Private corporations’ involvement in the design and procurement of facial recognition technology for law enforcement in India poses privacy risks for biometrics, opaque processes, private incentives impacting policy and a delegation of surveillance functions from the state. These are findings from the latest paper on facial recognition technologies from the Centre for Applied Law & Technology Research (ALTR), the interdisciplinary policy initiative of the Vidhi think tank.
But the authors are concerned that the issues at stake are failing to gain the attention of civil society in general as biometric and surveillance technologies become more sophisticated and widespread and move into private-use areas such as real estate security.
In their summary of the working paper (available to download within the summary) in the context of the “already common involvement” of the private sector in providing facial recognition for law enforcement, authors Ameen Jauhar and Jai Vipra ask how these private firms are accessing the vast datasets required for developing algorithms for facial recognition.
“There are also concerns around whether the private sector should have unbridled access to vital biometric data (including facial scans) of individuals to design such technology purportedly for state security purposes, in complete opacity,” they write.
Are private firms engaging in surveillance services beyond selling technologies to law enforcement agencies? The authors are concerned that the state is delegating functions which should be exceptional even for the state to undertake. Back-end assistance could also give private companies far more insight into materials gathered.
The investigation into this area, including freedom of information requests, did not yield results due to the overall opacity around the deals. The authors consider the lack of transparency itself to be one of the most concerning issues: “the conspicuous lack of any information in the public domain is not only disconcerting, but a critical red flag in the whole process. It is unclear how certain private sector companies have repeatedly (as per reportage) been offered these procurement contracts, under what terms, and what kinds of checks and balances are governing this entire cycle.”

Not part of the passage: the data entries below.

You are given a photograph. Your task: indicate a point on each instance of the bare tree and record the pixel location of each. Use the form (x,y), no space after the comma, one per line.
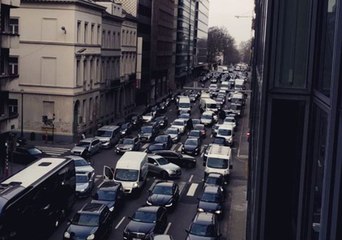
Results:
(221,42)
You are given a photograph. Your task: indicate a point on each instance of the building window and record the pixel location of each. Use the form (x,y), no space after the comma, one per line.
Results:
(326,46)
(13,66)
(14,26)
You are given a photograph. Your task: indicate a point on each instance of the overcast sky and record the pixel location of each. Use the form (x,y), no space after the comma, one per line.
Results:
(222,14)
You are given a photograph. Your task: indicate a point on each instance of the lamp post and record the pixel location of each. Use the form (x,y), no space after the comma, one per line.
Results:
(22,113)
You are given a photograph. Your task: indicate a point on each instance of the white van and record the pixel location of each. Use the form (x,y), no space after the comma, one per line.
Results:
(131,171)
(184,104)
(208,104)
(109,135)
(219,160)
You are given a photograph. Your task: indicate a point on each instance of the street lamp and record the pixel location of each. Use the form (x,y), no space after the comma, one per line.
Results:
(22,113)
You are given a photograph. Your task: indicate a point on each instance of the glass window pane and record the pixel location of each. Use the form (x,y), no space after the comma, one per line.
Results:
(326,41)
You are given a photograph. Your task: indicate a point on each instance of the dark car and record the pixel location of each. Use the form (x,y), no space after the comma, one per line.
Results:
(179,159)
(125,129)
(204,227)
(26,154)
(111,194)
(164,138)
(161,121)
(212,200)
(174,134)
(148,133)
(155,147)
(93,221)
(192,146)
(145,223)
(164,194)
(202,128)
(128,144)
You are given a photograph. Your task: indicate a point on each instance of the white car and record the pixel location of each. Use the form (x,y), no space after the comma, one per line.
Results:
(180,124)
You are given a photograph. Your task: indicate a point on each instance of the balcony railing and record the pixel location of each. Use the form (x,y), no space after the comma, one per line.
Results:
(9,40)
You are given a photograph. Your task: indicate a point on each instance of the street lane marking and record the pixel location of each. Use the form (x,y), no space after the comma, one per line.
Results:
(118,225)
(191,177)
(192,189)
(167,228)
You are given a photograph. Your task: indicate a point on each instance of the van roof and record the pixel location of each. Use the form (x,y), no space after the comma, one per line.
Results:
(216,149)
(131,159)
(108,128)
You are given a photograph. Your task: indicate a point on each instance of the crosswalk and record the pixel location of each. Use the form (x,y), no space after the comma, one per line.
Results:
(53,151)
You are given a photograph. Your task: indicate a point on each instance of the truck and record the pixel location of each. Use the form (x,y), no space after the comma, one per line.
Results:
(218,160)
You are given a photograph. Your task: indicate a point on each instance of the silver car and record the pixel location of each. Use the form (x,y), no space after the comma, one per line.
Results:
(162,167)
(86,147)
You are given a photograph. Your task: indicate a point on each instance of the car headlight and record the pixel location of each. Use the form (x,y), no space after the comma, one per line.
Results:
(91,237)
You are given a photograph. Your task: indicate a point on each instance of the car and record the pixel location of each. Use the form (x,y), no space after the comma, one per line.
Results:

This could mean that policy may no longer be based in public priorities for technology in law enforcement, but in private sector incentives, such as profit. “Venture capital funded FRT companies can discount the price of this technology and push its use in law enforcement contexts, without any public input or scrutiny,” note the authors.
Meanwhile, the state can use exceptions of national security and law and order to justify surveillance.

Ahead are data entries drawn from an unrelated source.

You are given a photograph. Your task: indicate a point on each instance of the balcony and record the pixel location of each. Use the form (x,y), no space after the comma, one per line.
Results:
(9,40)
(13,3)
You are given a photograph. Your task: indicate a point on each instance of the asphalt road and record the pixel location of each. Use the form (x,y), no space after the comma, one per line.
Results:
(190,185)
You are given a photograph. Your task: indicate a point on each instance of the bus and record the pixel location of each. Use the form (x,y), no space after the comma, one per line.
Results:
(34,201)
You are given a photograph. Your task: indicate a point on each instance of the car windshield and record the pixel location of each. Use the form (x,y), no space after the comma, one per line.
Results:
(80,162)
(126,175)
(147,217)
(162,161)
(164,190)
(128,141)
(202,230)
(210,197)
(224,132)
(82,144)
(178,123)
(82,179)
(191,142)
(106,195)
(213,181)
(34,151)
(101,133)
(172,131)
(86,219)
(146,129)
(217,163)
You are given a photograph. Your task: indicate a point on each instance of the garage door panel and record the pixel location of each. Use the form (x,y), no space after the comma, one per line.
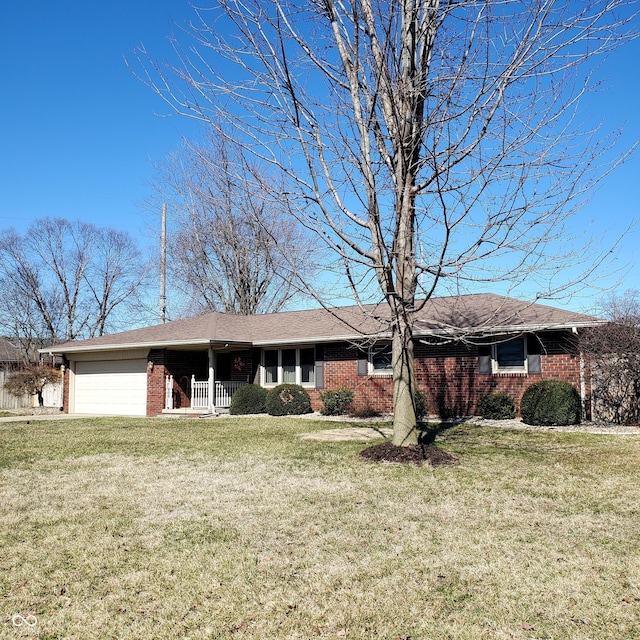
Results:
(111,387)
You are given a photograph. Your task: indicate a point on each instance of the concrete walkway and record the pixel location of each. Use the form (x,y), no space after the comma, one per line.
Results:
(38,417)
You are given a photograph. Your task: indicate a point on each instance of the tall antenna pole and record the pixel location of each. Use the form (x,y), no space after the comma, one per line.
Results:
(163,266)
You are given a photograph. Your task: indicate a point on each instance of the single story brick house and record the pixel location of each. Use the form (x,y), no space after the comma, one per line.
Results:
(465,347)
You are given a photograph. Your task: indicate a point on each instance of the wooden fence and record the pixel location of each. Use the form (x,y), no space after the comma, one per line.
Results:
(52,396)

Ultimately, kept at arm’s length, the public would lose control over state surveillance activities: “private sector involvement can reduce public control over outcomes important to the public as a whole – in this case, opaque and unbridled use of privately provided FRT in law enforcement reduces public control over coercive state activities.”
The working paper concludes with a recommendation that “transparency in FRT agreements, algorithmic regulation, clarity on data protection responsibilities, stricter legal restrictions on surveillance and public involvement in decision making over FRT be implemented to minimise the harms caused by the private provision of FRT for law enforcement.”
There is some scrutiny already taking place. In the same week as the paper’s publication, an activist in Telangana State has filed a petition with the state’s High Court to review the use of facial recognition by law enforcement. The activist had been asked to remove his COVID mask so that he may be photographed for identification.
Coverage of the paper has taken hold and Medianama carries a useful analysis, examining legal liability of facial recognition technology – is it for the state or private sector?